John Cusack explores the troubled mind of Edgar Allan Poe
Edgar Allan Poe once wrote that, “All that we see or seem is but a dream within a dream.’’
So imagine how Poe might feel about The Raven, a thriller that casts John Cusack as the legendary — and legendarily tragic — author and poet in a complex tale in which a serial killer commits crimes in 19th-century Baltimore by recreating the grisly, twisted demises of characters in Poe’s tales. The investigating detective (Luke Evans) at first considers Poe a suspect, but eventually is forced to turn to the writer, a 40-year-old lush who will be dead within days, for help. Matters turn even more personal when the killer kidnaps Poe’s fiancée, Emily (Alice Eve), and holds her as a hostage.
“It reminded me of the Jorge Luis Borges story, The Circular Ruins,” Cusack says. ‘’Who’s dreaming who? It had that equation to it, sort of. In a sense Poe has to understand his own mind, or his doppelgänger’s, in some way. It’s somehow his own creations coming to life and consuming him.
“I thought it was like Poe’s writing,” Cusack continues. “It’s a commercial, pulp idea, but then it allows you to get into a lot of very interesting metaphysical conundrums.
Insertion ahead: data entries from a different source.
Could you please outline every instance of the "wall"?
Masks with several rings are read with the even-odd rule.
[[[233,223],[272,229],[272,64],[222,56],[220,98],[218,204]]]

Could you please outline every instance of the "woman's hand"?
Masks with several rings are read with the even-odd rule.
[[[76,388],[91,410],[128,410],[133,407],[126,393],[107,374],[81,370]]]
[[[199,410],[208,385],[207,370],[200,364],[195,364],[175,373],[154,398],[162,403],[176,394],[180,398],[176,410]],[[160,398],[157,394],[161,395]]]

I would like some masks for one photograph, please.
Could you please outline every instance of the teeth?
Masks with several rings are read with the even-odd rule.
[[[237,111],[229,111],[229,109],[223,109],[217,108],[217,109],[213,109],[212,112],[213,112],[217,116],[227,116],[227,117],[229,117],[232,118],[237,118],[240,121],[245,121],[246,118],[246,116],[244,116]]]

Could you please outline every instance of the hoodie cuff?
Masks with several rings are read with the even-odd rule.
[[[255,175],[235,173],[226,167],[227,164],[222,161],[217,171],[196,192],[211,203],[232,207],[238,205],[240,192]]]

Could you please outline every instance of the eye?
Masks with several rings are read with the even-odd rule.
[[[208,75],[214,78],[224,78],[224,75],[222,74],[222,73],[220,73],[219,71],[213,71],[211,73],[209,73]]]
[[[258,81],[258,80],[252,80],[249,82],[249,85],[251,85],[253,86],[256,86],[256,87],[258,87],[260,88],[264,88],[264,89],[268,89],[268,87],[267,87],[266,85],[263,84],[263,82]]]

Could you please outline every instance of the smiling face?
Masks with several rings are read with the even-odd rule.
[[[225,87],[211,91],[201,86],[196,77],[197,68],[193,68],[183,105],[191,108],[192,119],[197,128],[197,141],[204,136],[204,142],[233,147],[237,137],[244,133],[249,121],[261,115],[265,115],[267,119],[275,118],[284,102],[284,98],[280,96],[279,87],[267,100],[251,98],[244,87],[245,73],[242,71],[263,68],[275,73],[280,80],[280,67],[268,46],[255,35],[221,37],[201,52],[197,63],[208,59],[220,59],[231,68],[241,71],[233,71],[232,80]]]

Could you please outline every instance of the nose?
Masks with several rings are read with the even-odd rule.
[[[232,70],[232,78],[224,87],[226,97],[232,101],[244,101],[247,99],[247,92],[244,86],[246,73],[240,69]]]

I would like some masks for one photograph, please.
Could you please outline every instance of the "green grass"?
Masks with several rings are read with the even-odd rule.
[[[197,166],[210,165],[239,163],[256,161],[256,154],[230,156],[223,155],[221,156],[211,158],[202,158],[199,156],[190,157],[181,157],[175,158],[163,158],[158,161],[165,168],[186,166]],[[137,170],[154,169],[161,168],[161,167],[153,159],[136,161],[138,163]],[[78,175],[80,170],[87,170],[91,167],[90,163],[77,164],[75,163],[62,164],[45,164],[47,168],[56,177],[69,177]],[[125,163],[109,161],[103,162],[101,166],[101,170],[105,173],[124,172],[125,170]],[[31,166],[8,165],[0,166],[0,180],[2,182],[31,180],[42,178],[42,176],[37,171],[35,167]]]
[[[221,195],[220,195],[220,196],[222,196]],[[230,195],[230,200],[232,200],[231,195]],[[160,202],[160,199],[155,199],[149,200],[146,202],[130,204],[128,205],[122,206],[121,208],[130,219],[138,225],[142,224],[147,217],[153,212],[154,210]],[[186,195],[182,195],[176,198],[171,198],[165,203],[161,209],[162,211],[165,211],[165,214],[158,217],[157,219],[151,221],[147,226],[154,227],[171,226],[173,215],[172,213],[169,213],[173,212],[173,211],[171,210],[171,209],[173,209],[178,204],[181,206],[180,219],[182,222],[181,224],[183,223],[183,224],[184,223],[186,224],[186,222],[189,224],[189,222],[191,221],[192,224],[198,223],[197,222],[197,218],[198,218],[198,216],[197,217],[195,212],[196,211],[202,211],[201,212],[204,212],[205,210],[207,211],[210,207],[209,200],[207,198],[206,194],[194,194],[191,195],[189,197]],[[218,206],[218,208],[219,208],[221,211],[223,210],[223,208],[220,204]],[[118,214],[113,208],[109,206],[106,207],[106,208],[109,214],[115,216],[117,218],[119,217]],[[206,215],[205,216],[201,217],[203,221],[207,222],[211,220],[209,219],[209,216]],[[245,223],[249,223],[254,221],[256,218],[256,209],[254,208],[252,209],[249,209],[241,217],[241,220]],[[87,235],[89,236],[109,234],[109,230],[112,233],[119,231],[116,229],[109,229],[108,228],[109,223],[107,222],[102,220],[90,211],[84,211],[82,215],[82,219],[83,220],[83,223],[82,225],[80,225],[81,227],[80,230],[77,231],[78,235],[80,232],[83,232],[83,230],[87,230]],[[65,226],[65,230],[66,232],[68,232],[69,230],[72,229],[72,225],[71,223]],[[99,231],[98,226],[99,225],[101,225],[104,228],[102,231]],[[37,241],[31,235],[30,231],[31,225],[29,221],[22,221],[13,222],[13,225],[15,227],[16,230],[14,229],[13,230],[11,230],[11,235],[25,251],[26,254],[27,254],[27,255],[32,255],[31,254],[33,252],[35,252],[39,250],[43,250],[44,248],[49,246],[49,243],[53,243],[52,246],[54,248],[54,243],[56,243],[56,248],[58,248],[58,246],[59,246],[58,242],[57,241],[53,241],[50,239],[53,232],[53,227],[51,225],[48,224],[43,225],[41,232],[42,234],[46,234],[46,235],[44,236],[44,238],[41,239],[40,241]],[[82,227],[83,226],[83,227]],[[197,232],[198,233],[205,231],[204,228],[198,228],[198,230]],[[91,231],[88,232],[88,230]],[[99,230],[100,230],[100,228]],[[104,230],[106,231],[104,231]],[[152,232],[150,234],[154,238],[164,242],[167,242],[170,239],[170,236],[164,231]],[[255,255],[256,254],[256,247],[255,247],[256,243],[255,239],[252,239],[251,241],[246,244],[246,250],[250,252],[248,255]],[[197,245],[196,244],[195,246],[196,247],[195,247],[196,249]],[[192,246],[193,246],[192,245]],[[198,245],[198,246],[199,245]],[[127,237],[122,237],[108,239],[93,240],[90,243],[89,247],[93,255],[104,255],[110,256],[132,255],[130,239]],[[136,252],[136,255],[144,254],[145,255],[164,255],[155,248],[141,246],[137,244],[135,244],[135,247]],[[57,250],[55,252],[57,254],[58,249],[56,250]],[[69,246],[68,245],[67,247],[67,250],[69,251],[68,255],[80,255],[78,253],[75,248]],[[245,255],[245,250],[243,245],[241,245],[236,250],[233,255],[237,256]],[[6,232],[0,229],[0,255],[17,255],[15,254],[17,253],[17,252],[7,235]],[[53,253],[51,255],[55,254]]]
So the story is both commercial and profound. To have something with both those things in it is pretty cool.
“I don’t want to tell you too much about which Poe stories we use,” the actor adds, “because we want people to go see for themselves. But obviously we’ve got The Pit and the Pendulum, we’ve got The Tell-Tale Heart, The Murders in the Rue Morgue and a few more. I’d have loved it if we’d used Hop-Frog, but we couldn’t fit that one in.”
A great many people have a great many opinions about Poe. He was reportedly brilliant, insane, his own worst enemy, regularly depressed and constantly broke. He either loved his wife, Virginia, who died in 1847, two years before his passing, or he routinely cheated on her, or both.
Speaking by telephone from a movie set in the English countryside, Cusack is quick to jump to Poe’s defense. “As far as what you just said, I think yes, yes, yes, yes, yes, yes and no,” he says. “The no is that I don’t think he cheated on Virginia. My research on the guy led me to think that he was a serial monogamist. I think he loved and adored the company of women, much more than men, and that he needed women around him. He liked to be the subject of women’s infatuations.
“I think he was a libertine, in that he was a drunk and he was always looking for a fight and always ready to flout convention,” Cusack continues, “but I think that he definitely loved Virginia. I don’t think sex was his primary goal. That wasn’t his thing.”
So, given the film’s thriller trappings, how well will audiences get to know Poe? Cusack pauses a moment.
“I think you get to know quite a bit about him,” the actor says thoughtfully, “because what you can always do is express his attitudes and his words and his language, and we do that. Those things are sprinkled throughout the entire film. So, as you start to understand his writing, as Poe deconstructs his own writing to find the mind of the criminal, he’s essentially investigating himself, in many ways, as he’s investigating the murders.”
Like any actor with a major film hitting theaters, Cusack wants The Raven to perform well at the box office. However, he also has an ulterior motive: he’d like to see The Raven lure moviegoers back to the source material. “I think that what was so wonderful about it was just to get into his stories again, and to get into his language and his mind,” the actor says.
“It was an honour to bring one of these great American figures to life. I felt the responsibility and the opportunity of it.
“It was a real privilege to do that, to use his language and ideas and to get into his mind,” Cusack says. “It’s not a mind I’d particularly want to stay in, but it was certainly thrilling to do for a while. He had quite a troubled, haunted soul. He’s always been admired and revered, but it was really fun for me to discover his stories again. I hope people see the film and enjoy it, and maybe start reading his work again.”